B. Asy'ariyah dan Mansudiriyah

1. Asy'ariyah

Sebagai reaksi dari firqah-firqah yang sesat, maka pada akhir abad III H timbullah golongan asy'ariyah yang dikepalai oleh ulama besar dalam Ushuluddin yaitu Syeikh Abu Hasan Ali Al-Asy'ari.
Perkataan Asy'ariyah diambil dari nama guru besarnya yang pertama yaitu Abu Hasan Al-Asy'ari, juga disebut dengan golongan Ahlussunnah Wal Jama'ah.
I'tiqad kaum Asy'ariyah (sunny) adalah :
* Tentang Ketuhanan
* Tentang Malaikat
* Tentang Kitab-kitab Suci
* Tentang Rasul
* Tentang Hari Akhirat
* Tentang Qadha dan Qadar

Pembagian yang 6 tersebut sesuai dengan sabda Nabi SAW, ketika ditanya oleh seseorang :
"Maka beritahulah kami (hai Rasulullah) tentang iman! Nabi Muhammad menjawab. Engkau mesti percaya kepada Allah, Malaikat-Nya, Kitab - Kitab-Nya, Rasul - Rasul-Nya, Hari Akhirat dan Qadha dan Qadar".(HR. Muslim).

2. Mansuridiyah

Golongan ini dikepalai oleh ulama besar Syeikh Abu Mansur Al-Maturidi yang dianggap juga sebagai pembangun Mazhab Ahlussunnah Wal Jama'ah dalam Ushuluddin. Nama lengkapnya ialah Muhammad bin Muhammad bin Mahmud, beliau lahir di Samarqaud (Maturidi).
Dunia Islam sendiri dulu sampai sekarang mengangga Abu Mansur Al-Maturidi dan Al-Asy'ari sebagai pembangun Mazhab Ahlussunnah Wal Jama'ah.

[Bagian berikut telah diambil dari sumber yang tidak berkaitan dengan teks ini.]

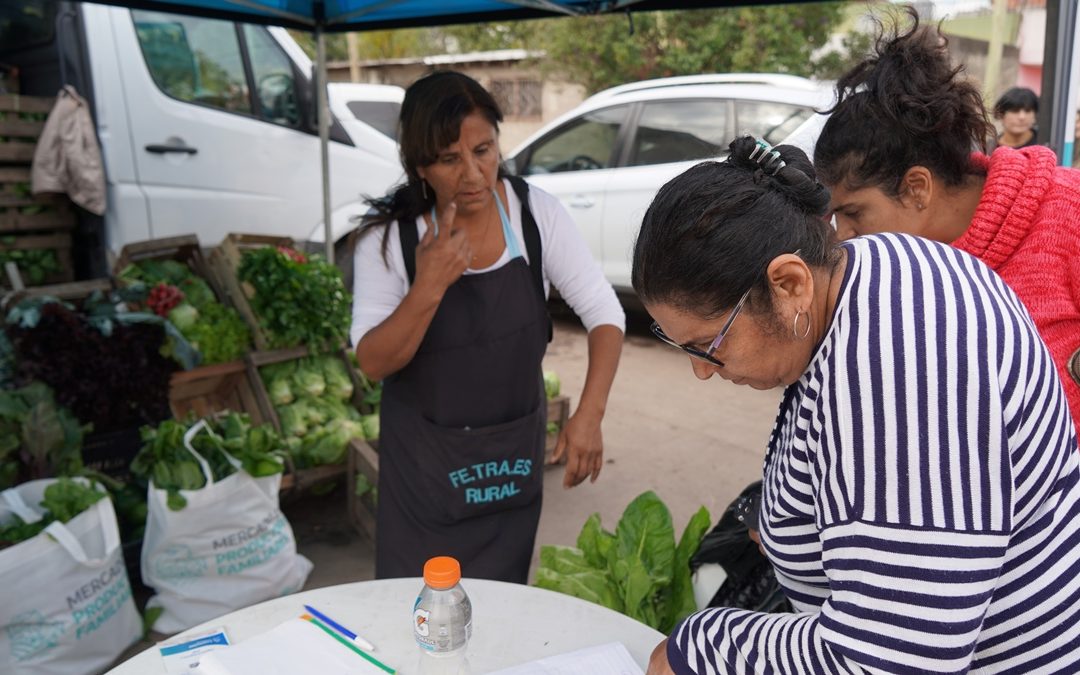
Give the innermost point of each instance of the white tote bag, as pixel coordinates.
(230, 547)
(67, 603)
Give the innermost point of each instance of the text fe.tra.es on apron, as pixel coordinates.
(462, 426)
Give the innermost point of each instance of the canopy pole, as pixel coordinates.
(324, 136)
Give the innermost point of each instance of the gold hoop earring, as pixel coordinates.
(795, 325)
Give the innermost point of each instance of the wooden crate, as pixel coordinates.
(22, 212)
(225, 264)
(58, 242)
(22, 123)
(215, 389)
(363, 459)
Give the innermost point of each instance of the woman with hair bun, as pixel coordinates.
(896, 154)
(1016, 109)
(921, 488)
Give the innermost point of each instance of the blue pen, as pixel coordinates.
(340, 629)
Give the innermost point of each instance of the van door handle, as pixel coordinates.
(174, 145)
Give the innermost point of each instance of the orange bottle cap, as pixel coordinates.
(442, 571)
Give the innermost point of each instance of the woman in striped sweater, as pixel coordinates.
(921, 493)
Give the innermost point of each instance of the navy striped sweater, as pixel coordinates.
(921, 496)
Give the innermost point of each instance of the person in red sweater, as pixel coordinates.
(896, 154)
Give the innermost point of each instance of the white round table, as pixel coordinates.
(512, 623)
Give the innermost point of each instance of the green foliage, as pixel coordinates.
(638, 569)
(38, 436)
(35, 265)
(213, 329)
(297, 300)
(551, 383)
(312, 397)
(228, 443)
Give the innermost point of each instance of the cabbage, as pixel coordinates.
(551, 383)
(370, 424)
(184, 316)
(328, 446)
(280, 392)
(293, 419)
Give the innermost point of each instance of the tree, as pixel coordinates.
(376, 43)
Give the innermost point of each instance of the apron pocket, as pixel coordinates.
(451, 474)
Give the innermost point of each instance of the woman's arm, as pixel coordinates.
(581, 440)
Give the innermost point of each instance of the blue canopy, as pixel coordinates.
(342, 15)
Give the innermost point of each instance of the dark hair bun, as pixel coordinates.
(786, 169)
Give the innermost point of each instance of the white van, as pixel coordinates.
(206, 125)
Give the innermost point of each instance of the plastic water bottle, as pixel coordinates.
(442, 619)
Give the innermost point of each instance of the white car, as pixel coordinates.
(606, 159)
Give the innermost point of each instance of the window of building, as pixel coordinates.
(194, 59)
(584, 144)
(771, 121)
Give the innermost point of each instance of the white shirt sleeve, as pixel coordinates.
(380, 283)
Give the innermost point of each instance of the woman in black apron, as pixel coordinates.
(463, 409)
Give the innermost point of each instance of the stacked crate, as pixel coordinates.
(35, 230)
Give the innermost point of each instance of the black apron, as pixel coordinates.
(462, 428)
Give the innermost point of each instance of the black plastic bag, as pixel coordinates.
(751, 582)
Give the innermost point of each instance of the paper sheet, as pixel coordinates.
(610, 659)
(294, 647)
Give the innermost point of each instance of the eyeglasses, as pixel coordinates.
(705, 355)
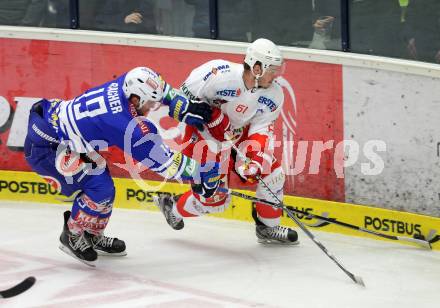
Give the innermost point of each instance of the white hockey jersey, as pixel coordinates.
(220, 83)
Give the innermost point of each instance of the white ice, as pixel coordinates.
(210, 263)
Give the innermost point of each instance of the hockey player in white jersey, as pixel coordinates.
(246, 100)
(64, 138)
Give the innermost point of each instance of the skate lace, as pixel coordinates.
(104, 241)
(278, 232)
(80, 242)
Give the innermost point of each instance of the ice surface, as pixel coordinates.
(210, 263)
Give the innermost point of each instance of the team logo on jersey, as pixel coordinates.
(214, 71)
(53, 182)
(229, 92)
(268, 102)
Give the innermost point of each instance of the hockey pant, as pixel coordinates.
(191, 204)
(70, 173)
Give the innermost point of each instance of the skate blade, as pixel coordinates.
(109, 254)
(275, 242)
(67, 251)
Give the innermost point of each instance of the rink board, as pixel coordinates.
(130, 194)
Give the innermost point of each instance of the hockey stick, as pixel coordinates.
(422, 243)
(358, 280)
(19, 288)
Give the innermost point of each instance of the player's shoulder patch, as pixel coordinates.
(272, 97)
(215, 67)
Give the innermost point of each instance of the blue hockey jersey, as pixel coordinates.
(103, 117)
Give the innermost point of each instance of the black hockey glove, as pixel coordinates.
(191, 112)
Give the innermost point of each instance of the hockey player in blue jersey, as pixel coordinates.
(64, 139)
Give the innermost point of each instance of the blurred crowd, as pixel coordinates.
(407, 29)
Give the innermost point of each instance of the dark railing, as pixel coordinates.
(407, 29)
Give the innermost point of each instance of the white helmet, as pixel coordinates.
(144, 83)
(264, 51)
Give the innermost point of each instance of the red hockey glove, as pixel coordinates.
(219, 124)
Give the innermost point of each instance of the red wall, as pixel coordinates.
(31, 68)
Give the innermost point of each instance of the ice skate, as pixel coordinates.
(165, 204)
(276, 235)
(77, 246)
(108, 246)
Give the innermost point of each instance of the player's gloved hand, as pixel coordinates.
(249, 171)
(209, 180)
(219, 124)
(191, 112)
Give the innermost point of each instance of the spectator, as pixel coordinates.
(134, 16)
(422, 29)
(58, 15)
(22, 12)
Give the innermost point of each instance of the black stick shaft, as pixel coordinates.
(420, 242)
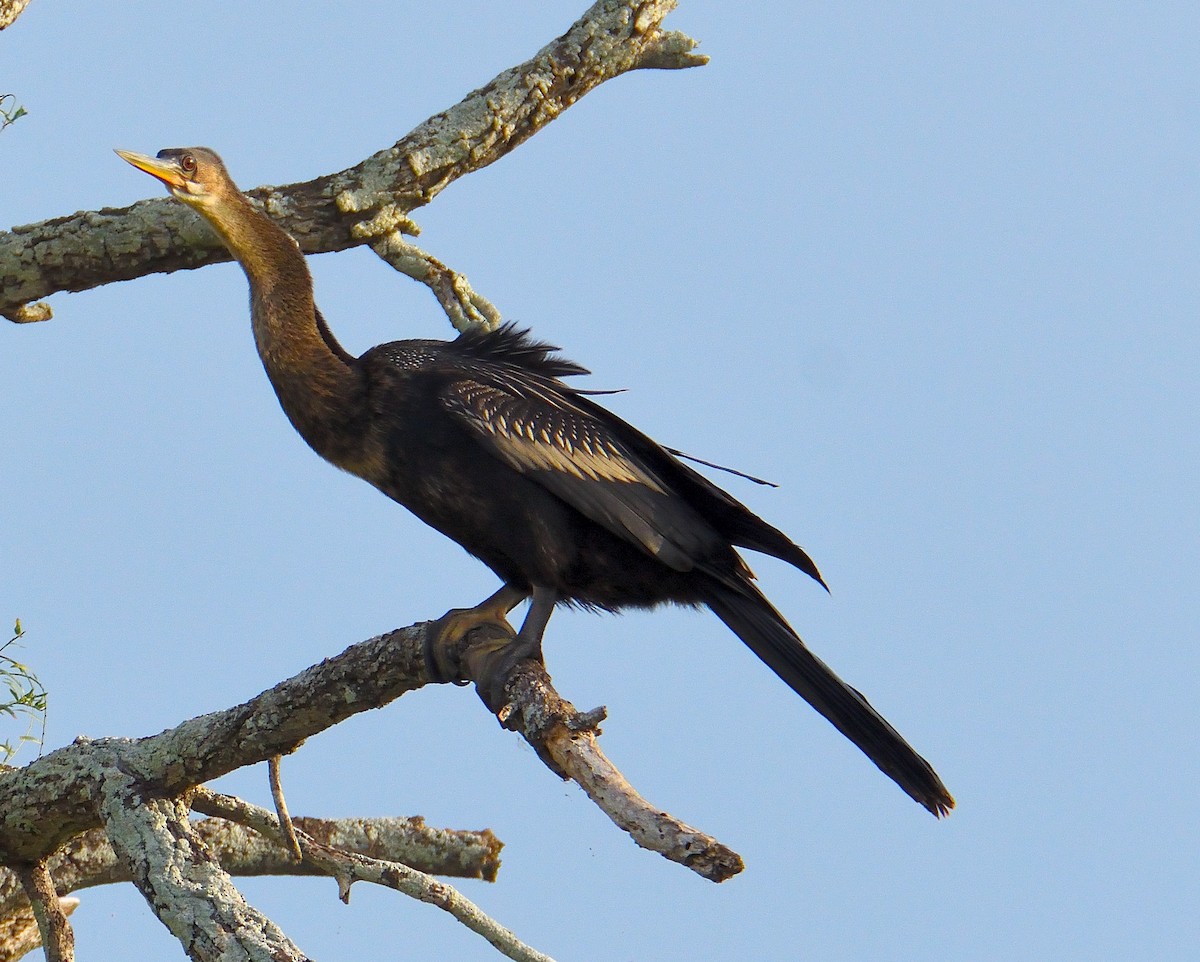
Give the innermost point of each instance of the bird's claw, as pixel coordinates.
(445, 636)
(493, 663)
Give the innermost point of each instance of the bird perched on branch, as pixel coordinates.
(480, 438)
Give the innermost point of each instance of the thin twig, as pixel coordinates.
(565, 740)
(281, 807)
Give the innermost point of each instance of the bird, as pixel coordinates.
(483, 439)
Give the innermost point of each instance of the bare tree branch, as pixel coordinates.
(10, 10)
(19, 933)
(349, 867)
(183, 883)
(54, 798)
(360, 204)
(54, 930)
(89, 860)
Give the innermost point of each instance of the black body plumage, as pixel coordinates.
(480, 438)
(549, 488)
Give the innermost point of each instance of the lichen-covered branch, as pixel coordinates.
(360, 204)
(349, 867)
(53, 927)
(181, 882)
(89, 860)
(19, 933)
(567, 741)
(463, 306)
(10, 10)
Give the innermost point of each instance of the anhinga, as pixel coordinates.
(481, 439)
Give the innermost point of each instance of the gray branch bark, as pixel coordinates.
(137, 793)
(10, 10)
(364, 203)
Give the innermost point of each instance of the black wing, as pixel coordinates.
(537, 427)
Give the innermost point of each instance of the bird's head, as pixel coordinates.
(195, 175)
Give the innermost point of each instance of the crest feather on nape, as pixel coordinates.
(516, 346)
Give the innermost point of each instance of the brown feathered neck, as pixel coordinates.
(318, 383)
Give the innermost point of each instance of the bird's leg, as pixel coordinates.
(499, 662)
(443, 638)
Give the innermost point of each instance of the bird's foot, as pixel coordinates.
(444, 638)
(495, 663)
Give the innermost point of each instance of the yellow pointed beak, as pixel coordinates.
(166, 170)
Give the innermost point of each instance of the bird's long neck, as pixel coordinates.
(318, 383)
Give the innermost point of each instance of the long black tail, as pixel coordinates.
(755, 621)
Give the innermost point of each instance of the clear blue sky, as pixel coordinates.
(930, 266)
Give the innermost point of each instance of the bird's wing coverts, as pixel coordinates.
(535, 427)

"Dari Tuhan yang memegang jiwa Muhammad ditangan-Nya, akan berfirqah umatku sebanyak 73 firqah : yang satu masuk surga dan yang lain masuk neraka. "Bertanya para sahabat : Siapakah firqah ( yang tidak masuk neraka) itu ya Rasulullah?". Nabi menjawab : "Ahlussunnah Wal Jama'ah". (H.R. Thabrani).
Sayid Murtadha Azzahidi mengatakan, "Apabila disebut "Ahlussunnah wal jama'ah", maka yang dimaksud dengan ucapan itu adalah faham atau fatwa-fatwa yang diajarkan oleh Imam Asy'ari dan Abu Mansur Al-Maturidi".
I'tiqad Mansuridiyah sama dengan i'tiqad Asy'ariyah.